Both boys climbed up onto their chairs, kneeling to reach their plates.
“No more booster seats?” Andi asked.
“We too big,” Trev informed her.
“Yeah, too big,” Micah echoed.
“Some battles are better left unfought,” Vaughn added.
As soon as the boys wolfed down their hot dogs, Vaughn cleaned them up and hustled them upstairs to their room for an afternoon nap. They must have been going at full speed all morning, because they didn’t argue. “They closed their eyes and went to sleep immediately,” Vaughn said when he came back down. “Thank God.”
Andi, who had cleaned up the lunch dishes and wiped the table, grinned at him.
“Want a coffee?” Vaughn asked.
“Sure.”
He p
oured her a cup and set a sugar bowl and creamer in front of her. She added both to her cup.

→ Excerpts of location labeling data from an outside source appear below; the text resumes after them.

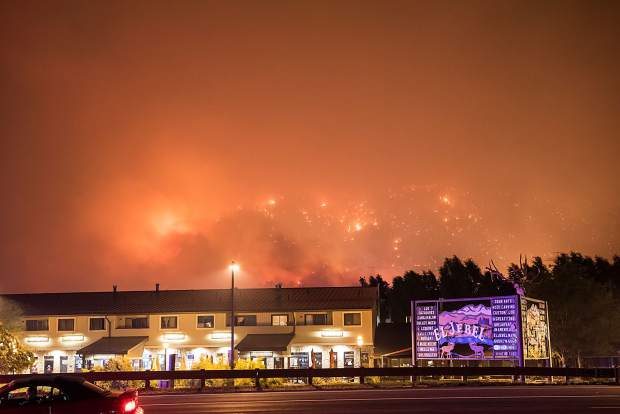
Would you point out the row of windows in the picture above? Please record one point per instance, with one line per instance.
(202, 321)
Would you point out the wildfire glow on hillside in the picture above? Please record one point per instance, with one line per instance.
(310, 142)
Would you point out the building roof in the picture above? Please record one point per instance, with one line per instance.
(116, 345)
(164, 301)
(265, 342)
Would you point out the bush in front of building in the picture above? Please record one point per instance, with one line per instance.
(14, 358)
(247, 364)
(119, 363)
(207, 364)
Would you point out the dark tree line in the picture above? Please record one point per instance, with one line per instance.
(583, 295)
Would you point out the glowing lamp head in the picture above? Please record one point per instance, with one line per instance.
(129, 406)
(234, 267)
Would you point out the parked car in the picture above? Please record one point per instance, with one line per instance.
(57, 394)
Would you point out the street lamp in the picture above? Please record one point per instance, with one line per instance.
(234, 267)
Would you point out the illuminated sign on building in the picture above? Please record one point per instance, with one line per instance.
(480, 328)
(534, 320)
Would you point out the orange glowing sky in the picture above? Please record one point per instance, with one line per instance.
(311, 141)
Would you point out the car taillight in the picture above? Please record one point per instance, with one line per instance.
(129, 406)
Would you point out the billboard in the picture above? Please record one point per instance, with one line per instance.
(492, 328)
(535, 327)
(473, 328)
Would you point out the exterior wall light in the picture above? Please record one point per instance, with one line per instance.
(37, 340)
(174, 337)
(72, 338)
(220, 336)
(332, 334)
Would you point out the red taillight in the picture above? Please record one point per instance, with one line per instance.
(129, 406)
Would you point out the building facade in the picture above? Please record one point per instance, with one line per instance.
(173, 329)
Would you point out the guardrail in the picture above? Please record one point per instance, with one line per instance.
(517, 373)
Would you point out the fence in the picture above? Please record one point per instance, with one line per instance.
(517, 373)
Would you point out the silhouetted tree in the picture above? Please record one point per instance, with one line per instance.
(383, 292)
(410, 286)
(459, 279)
(584, 317)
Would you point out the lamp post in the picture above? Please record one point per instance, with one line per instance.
(234, 267)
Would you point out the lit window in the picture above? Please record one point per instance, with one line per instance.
(97, 324)
(245, 320)
(37, 325)
(168, 322)
(206, 321)
(66, 324)
(315, 319)
(279, 320)
(352, 319)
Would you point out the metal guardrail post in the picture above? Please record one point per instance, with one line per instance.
(147, 382)
(203, 380)
(256, 379)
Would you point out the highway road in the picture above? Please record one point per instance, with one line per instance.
(479, 400)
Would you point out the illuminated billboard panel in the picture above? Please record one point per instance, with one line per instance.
(474, 328)
(481, 328)
(535, 323)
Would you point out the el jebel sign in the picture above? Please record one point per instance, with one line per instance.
(494, 328)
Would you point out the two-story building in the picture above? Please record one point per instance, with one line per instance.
(162, 329)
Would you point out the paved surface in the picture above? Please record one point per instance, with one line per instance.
(479, 400)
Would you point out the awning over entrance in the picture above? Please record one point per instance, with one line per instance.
(265, 342)
(119, 345)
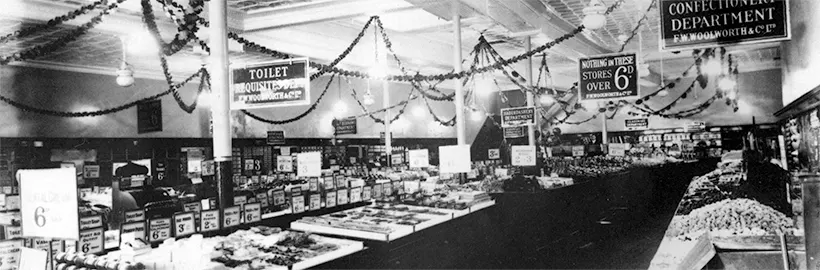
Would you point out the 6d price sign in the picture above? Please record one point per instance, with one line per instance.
(612, 76)
(49, 203)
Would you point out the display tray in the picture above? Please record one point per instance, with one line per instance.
(277, 214)
(481, 205)
(399, 231)
(347, 247)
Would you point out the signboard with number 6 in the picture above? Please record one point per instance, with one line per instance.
(49, 203)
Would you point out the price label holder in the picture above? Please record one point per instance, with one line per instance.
(278, 196)
(342, 197)
(134, 216)
(209, 221)
(231, 216)
(159, 229)
(184, 224)
(91, 241)
(240, 200)
(313, 183)
(315, 201)
(137, 228)
(252, 212)
(10, 251)
(90, 222)
(330, 198)
(330, 183)
(377, 191)
(32, 259)
(367, 193)
(13, 232)
(262, 198)
(356, 195)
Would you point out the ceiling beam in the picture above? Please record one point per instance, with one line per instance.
(320, 12)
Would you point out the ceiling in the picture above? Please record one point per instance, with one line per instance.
(421, 31)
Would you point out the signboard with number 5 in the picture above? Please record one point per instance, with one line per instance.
(49, 203)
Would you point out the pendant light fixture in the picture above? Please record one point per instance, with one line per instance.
(594, 15)
(125, 76)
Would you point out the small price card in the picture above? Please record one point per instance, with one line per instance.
(209, 220)
(232, 216)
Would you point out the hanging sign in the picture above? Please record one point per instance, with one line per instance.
(309, 164)
(270, 84)
(513, 117)
(419, 158)
(344, 126)
(689, 24)
(636, 123)
(618, 149)
(149, 116)
(515, 132)
(276, 137)
(494, 153)
(49, 203)
(284, 163)
(523, 155)
(578, 151)
(610, 76)
(454, 158)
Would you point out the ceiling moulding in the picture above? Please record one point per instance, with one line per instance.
(320, 12)
(142, 74)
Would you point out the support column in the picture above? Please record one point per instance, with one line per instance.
(530, 96)
(459, 97)
(220, 107)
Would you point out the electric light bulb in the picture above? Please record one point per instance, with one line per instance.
(477, 116)
(546, 99)
(726, 84)
(419, 111)
(204, 99)
(340, 107)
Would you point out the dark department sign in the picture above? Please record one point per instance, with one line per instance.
(270, 84)
(687, 24)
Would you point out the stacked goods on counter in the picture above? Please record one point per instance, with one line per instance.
(80, 261)
(733, 217)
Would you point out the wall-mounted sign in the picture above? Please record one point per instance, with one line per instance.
(689, 24)
(636, 123)
(578, 151)
(270, 84)
(419, 158)
(454, 158)
(513, 117)
(345, 126)
(522, 155)
(515, 132)
(610, 76)
(276, 137)
(149, 116)
(494, 153)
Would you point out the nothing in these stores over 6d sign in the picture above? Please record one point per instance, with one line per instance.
(687, 24)
(612, 76)
(270, 84)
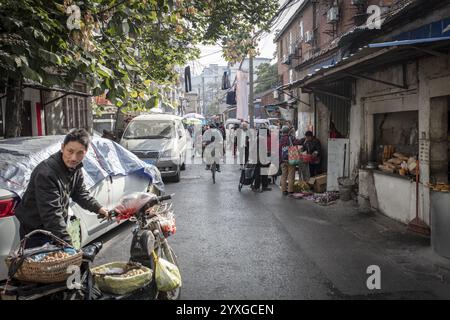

“So, what have you been up to?”
“Working like crazy on the Wild Hare game. I’ve got ten chapters finished as of this week and started on a new one yesterday.”
“I wonder if Orion’s Belt needs any capital. I’m looking for a good, solid company to invest in.”
“I have no idea. I never hear any conversations about finances, thank goodness. I’m happiest just writing code.” She blew on her coffee and took a sip. “Orion is a nice man, though. I’m sure he wouldn’t be offended if you made an overture.”
“I think I will.” He took a drink from his own cup. “Still talking to the dead?”
“Yes, and I don’t see any end in sight unless I quit my job and never go back on that block again.”
“Any more…like Sherry?”
“Not exactly.” She decided not to mention the Naylors by name.
“I just wondered because I went to a funeral for a guy I know this week—Clem Naylor? He was cremated and I thought maybe he stopped by to chat.”
So much for not naming anyone. “He did speak to me in passing.”
Vaughn tilted his head at her. “I hear a hesitation in there.”
Andi bit her lower lip in indecision. She trusted Vaughn, but criminy, she still wasn’t privy to all the facts. “I can’t talk about it yet.”
“I guess that means it’s ongoing, then.” He narrowed his eyes on her. “Like Sherry, but not.”
“That pretty much describes it.”
He drummed his fingers on the table top. “He and I were running buddies. We met in the neighborhood on the running paths right after we moved in here. Admittedly, we weren’t BFFs, but I knew him well enough to notice a drastic change in him over the last couple of months.”
“Umm.”
He grunted. “That’s pretty noncommittal.”
Andi fidgeted with the handle of her mug. “I really can’t say more, Vaughn. I barely had a chance to discuss it with Jack, because he’s off in Iowa on an extradition.”
His head jerked in a quick nod. “You answered my question, anyway.”
Andi stared at him with owl eyes. What had she said that gave away anything?
“Don’t worry. I won’t bug you about it, but if you want any insight into Clem, come see me. I may have something stuck away in my brain that you need to know.”